Boccia: nessuna alternativa a Intesa L’offerta di Intesa SanPaolo per le banche venete «è buona: diciamo accontentiamoci pragmaticamente di un’offerta di una grande banca senza la quale penso che avremmo avuto molti più problemi». Questo il commento del presidente di Confindustria, Vincenzo Boccia, interpellato a margine dell’assemblea di Confindustria Firenze. «Il problema – ha spiegato – è su quali alternative possibili dovevamo lavorare. Se non ne abbiamo, cerchiamo di essere pragmatici e vediamo di evitare effetti-panico all’interno del mercato che in altri Paesi abbiamo già visto in epoche passate.
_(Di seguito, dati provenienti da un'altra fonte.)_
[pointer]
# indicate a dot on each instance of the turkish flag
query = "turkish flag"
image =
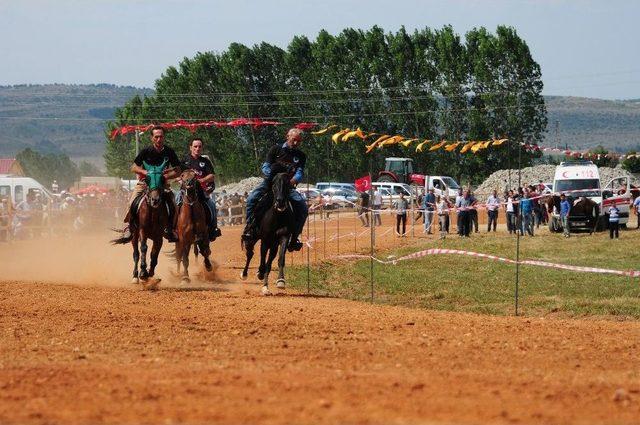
(363, 184)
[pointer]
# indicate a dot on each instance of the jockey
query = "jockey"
(285, 157)
(205, 175)
(155, 155)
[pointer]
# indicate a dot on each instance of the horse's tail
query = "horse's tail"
(121, 241)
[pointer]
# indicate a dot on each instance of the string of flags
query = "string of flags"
(371, 140)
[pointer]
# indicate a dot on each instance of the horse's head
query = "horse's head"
(280, 188)
(154, 183)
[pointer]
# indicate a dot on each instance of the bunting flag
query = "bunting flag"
(363, 184)
(338, 136)
(451, 147)
(437, 145)
(324, 130)
(421, 144)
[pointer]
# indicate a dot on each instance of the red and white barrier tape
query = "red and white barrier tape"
(440, 251)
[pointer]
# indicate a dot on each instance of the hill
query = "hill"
(70, 118)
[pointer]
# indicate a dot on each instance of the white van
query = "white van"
(334, 185)
(442, 185)
(17, 188)
(578, 178)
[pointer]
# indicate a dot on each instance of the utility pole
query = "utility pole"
(137, 142)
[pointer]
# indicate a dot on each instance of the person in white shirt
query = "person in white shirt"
(377, 206)
(493, 203)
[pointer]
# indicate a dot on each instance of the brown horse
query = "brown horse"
(191, 225)
(152, 219)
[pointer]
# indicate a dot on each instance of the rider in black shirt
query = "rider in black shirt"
(155, 155)
(282, 158)
(205, 175)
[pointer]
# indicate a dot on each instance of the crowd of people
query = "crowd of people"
(523, 209)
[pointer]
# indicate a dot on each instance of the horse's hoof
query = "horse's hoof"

Non mi sembra che ci fossero altre alternative su cui discutere».

La delusione dei manager veneti Il decreto, tuttavia, dovrebbe arrivare in tempi rapidi: se è vero, come ha fatto notare sempre Gianni Mion, che «la fuga dei depositi si è arrestata», è anche vero che l’incertezza va sanata il più in fretta possibile visto il coinvolgimento di centinaia di migliaia di clienti destinati a passare da una banca all’altra in tempi e modalità ancora tutti da definire.Certo tra Vicenza e Montebelluna, dove per mesi si è lavorato su un piano che puntava prima alla fusione e poi all’ingresso dello Stato, si respira un comprensibile senso di scoramento: «Ora tutti adesso pensano basti un euro», ha sottolineato ancora il presidente della Popolare di Vicenza: «Io non posso valutare la proposta, non mi posso lamentare dei professori, io sono stato bocciato. È stato bocciato tutto, le persone, il piano e pure io». A Vicenza era in calendario un cda per martedì, che però potrebbe essere anticipato per le dimissioni qualora – come probabile – il decreto dovesse arrivare prima, e altrettanto si sta organizzando a Montebelluna, dove invece il primo board in agenda sarebbe per la prima settimana di luglio.

Per Vicenza Cda lampo Oggi si è svolta una breve riunione, durata circa un’ora, in cui l’a.d. della Banca Popolare di Vicenza e presidente del comitato esecutivo di Veneto Banca, Fabrizio Viola, ha aggiornato i consiglieri sulla situazione dei due istituti di credito. Così fonti vicine alle banche descrivono i consigli di amministrazione convocati questa mattina con scarsissimo preavviso. La stragrande maggioranza dei consiglieri era collegata in video conferenza.